Hi,
thank you Amos, this is bringing me into the right direction.
Now I know what I'll have to debug: the pinger.
Cache.log shows:
2021/02/09 14:49:27| pinger: Initialising ICMP pinger ...
2021/02/09 14:49:27| pinger: ICMP socket opened.
2021/02/09 14:49:27| pinger: ICMPv6 socket opened
2021/02/09 14:49:27| Pinger exiting.
and that last line "pinger exiting" looks like a problem here.
Squid is used as a package from ubuntu bionic, it's configured with
"--enable-icmp" as stated by squid -v.
Now I explicitly wrote a "pinger_enable on" and the pinger_program path
(in this case: "/usr/lib/squid/pinger" ) into the squid.conf (as well
as icmp_query on) and reconfigured but the cache.log still shows:
"Pinger exiting"
So I don't understand why the pinger is exiting. The pinger_program is
owned by root and has 0755 execution rights. Normal ping commands do
work and show the one originserver at ttl=53 and time=50 while the other
is at ttl=56 and time=155 - so a RTT comparison for weighted-round-robin
should work here.
Any hints on how I can find out why the pinger is exiting? Right now I'm
debuging with debug_options ALL,1 44,3 15,8 but don't see a reason why
the pinger exits.
The Originservers are defined by (with icp/htcp disabled):
cache_peer [ipv4_address_srv1] parent [http_port] 0 no-digest
no-netdb-exchange weighted-round-robin originserver name=srv1
forceddomain=[domainname]
cache_peer [ipv4_address_srv2] parent [http_port] 0 no-digest
no-netdb-exchange weighted-round-robin originserver name=srv2
forceddomain=[domainname]
Thank you for your help,
Chris
On 09.02.21 04:23, Amos Jeffries wrote:
On 9/02/21 3:40 am, Chris wrote:
Hi all,
I'm trying to figure out the best way to use squid (version 3.5.27)
in reverse proxy mode in regard to originserver health checks and
load balancing.
So far I had been using the round-robin originserver cache peer
selection algorithm while using weight to favor originservers with
closer proximity/lower latency.
Ok.
The problem: if one cache_peer is dead it takes ages for squid to
choose the second originserver.
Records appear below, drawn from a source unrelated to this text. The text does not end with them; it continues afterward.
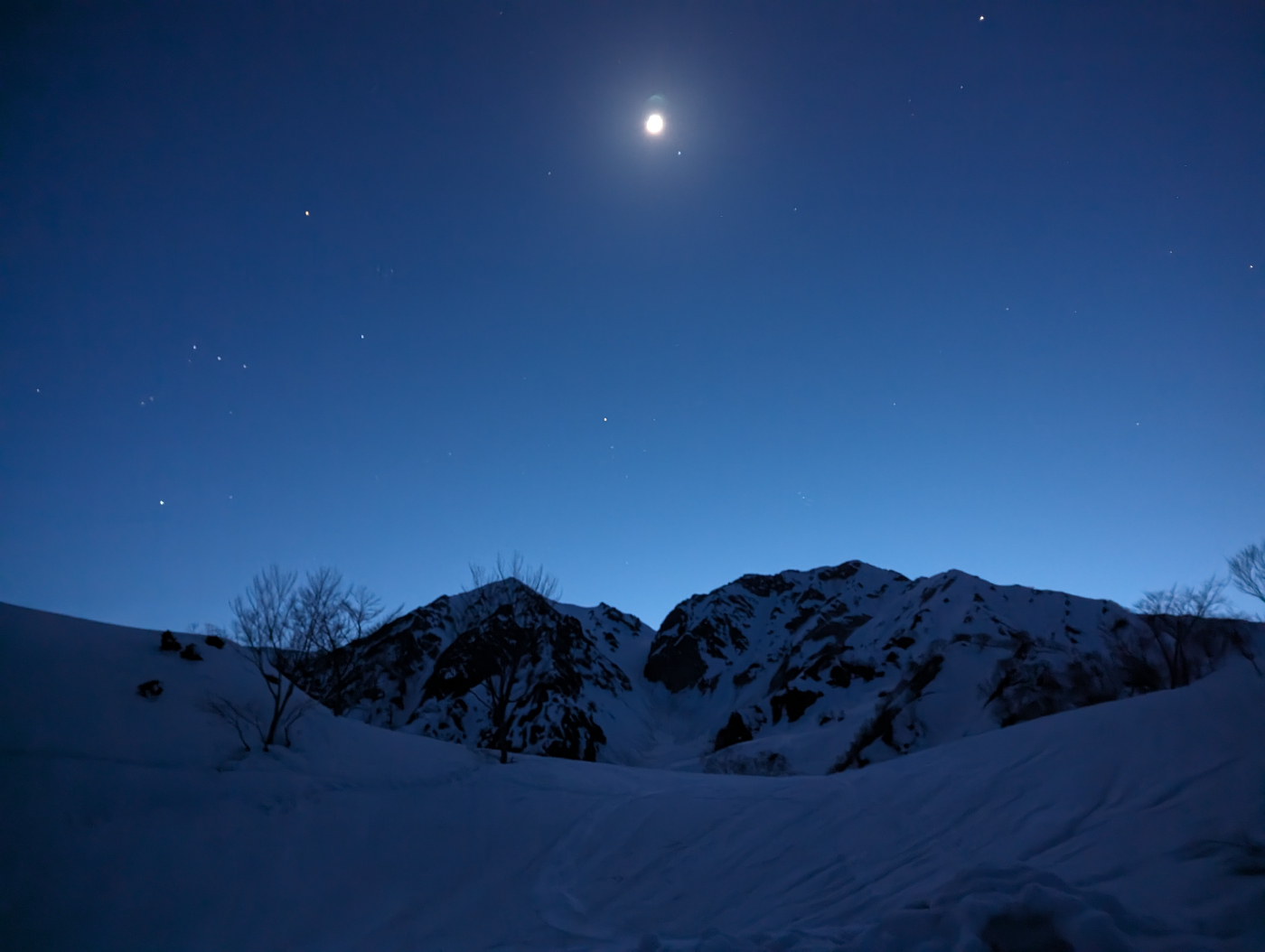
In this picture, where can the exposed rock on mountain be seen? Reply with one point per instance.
(800, 671)
(500, 667)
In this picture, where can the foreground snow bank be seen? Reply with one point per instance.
(138, 823)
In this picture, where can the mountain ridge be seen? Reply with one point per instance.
(813, 670)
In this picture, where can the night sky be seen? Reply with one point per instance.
(400, 287)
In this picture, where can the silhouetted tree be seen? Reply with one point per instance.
(503, 603)
(1189, 630)
(1248, 570)
(287, 630)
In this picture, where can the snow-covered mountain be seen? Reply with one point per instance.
(133, 819)
(500, 665)
(801, 671)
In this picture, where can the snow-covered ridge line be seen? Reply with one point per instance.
(800, 671)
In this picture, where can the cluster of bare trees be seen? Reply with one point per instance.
(285, 629)
(1189, 630)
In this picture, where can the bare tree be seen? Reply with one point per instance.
(268, 625)
(503, 607)
(1248, 570)
(1189, 629)
(516, 568)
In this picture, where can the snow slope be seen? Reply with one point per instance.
(138, 823)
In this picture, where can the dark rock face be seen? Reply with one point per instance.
(733, 733)
(529, 664)
(879, 664)
(676, 664)
(499, 667)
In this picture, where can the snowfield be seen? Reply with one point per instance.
(139, 823)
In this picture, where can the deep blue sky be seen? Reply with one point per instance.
(897, 285)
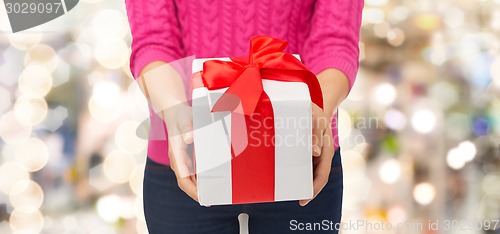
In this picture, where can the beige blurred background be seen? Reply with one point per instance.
(420, 131)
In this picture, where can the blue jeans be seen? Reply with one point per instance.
(169, 210)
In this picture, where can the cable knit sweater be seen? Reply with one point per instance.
(324, 32)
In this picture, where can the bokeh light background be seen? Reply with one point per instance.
(420, 131)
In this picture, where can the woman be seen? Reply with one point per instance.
(324, 32)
It does look as if (e.g. if one
originserver has a weight of 32, the other of 2) squid tries the dead
server several times before accessing the other one.
The DEAD check by default requires 10 failures in a row to trigger.
This is configurable with the connect-fail-limit=N option.
Now instead of using round-robin plus weight it would be best to use
weighted-round-robin. But as I understand it, this wouldn't work with
originserver if (as it's normally the case) the originserver won't
handle icp or htcp requests. Did I miss sth. here? Would
background-ping work?
Well, kind of.
ICP/HTCP is just a protocol. Most origin servers do not support them,
but some do. Especially if the server is not a true origin but a
reverse-proxy.
I tried weighted-round-robin and background-ping on originservers but
got only an evenly distributed request handling even if ones
originservers rtt would be less than half of the others. But then
again, those originservers won't handle icp requests.
RTT is retrieved from ICMP data primarily. Check your Squid is built
with --enable-icmp, the pinger helper is operational, and that ICMP
Echo traffic is working on all possible network routes between your
Squid and the peer server(s).
So what's the best solution to a) choose the originserver with the
lowest rtt and b) still have a fast switch if one of the
originservers switches into dead state?
Check whether the RTT is actually being measured properly by Squid
(debug_options ALL,1 44,3 15,8). If the peers are fast enough
responding or close enough in the network RTT could come out as a 0
value or some N value equal for both peer. ie. neither being "closer".